There were some late amendments to SB 440 that made it more palatable to faculty at CSU and community colleges. Initially, the bill included the specific areas of emphasis that colleges had to establish. Padilla agreed to withdraw that after the faculty senates of both systems voted to oppose the bill. The Cal State Academic Senate switched to a neutral position afterward.

But faculty are still irked that advocacy groups and lawmakers keep trying to set academic policy.

“It’s possible that good people have what they think are good ideas, but when you implement them you might have to go in a different direction,” said Beth Smith, president of the Academic Senate for California Community Colleges. “Faculty should make the determination of whether that’s the best path for students and we’re not sure that it is and that’s our concern with the legislation.”

That legislation is now law, however, and a bigger challenge for the colleges is whether there’s enough room at CSU for the transfer students. Many campuses had closed their doors to spring transfers during the recession, but accepted students with transfer degrees under SB 1440. Still, the transfer guarantee doesn’t extend to a specific campus. Under SB 440, Cal State has to offer transfer students a place at another campus if their first choice has run out of room.
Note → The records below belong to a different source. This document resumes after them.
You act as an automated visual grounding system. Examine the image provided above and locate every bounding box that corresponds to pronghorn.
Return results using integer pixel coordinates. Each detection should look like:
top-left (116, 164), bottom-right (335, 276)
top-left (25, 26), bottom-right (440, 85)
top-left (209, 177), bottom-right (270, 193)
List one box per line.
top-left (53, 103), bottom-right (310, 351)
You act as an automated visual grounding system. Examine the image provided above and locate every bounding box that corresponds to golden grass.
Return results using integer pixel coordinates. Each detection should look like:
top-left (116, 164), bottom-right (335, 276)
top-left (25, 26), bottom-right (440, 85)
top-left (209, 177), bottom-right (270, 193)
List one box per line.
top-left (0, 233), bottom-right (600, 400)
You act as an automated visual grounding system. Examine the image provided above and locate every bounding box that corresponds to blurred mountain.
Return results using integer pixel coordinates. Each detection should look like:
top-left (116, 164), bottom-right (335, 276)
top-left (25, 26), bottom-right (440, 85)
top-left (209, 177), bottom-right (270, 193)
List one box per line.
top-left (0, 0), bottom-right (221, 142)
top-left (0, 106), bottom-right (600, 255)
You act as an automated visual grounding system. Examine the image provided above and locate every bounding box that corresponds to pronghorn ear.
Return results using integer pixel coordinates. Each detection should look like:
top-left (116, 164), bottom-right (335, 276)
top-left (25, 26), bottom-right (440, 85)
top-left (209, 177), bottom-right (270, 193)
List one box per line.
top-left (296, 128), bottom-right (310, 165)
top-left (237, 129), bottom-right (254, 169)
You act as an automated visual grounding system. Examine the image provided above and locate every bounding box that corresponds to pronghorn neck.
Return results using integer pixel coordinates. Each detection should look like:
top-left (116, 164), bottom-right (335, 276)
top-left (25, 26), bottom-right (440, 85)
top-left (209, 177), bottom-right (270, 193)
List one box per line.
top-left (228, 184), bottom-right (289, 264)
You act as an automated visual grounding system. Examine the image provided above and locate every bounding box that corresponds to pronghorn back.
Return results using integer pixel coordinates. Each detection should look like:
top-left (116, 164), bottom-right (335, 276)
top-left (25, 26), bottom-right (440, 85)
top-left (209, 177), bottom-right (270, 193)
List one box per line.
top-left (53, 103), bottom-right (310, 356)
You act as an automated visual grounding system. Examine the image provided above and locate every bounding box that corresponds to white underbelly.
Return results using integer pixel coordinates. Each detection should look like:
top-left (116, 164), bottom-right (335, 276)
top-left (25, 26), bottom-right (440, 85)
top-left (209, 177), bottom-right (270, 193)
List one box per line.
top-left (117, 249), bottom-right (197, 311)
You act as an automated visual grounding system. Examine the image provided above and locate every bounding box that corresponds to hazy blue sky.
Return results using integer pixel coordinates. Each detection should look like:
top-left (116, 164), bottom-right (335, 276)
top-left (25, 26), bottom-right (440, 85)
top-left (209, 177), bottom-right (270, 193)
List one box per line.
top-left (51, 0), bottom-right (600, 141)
The program is still new and the numbers of students taking advantage of it reflect that. The statewide Community College Chancellor’s Office is still waiting for the fall census figures that will tell how many of their students are enrolled in the transfer degree program. Just under a thousand students were participating as of last spring. When numbers for the current semester are in, the chancellor’s office expects that to double.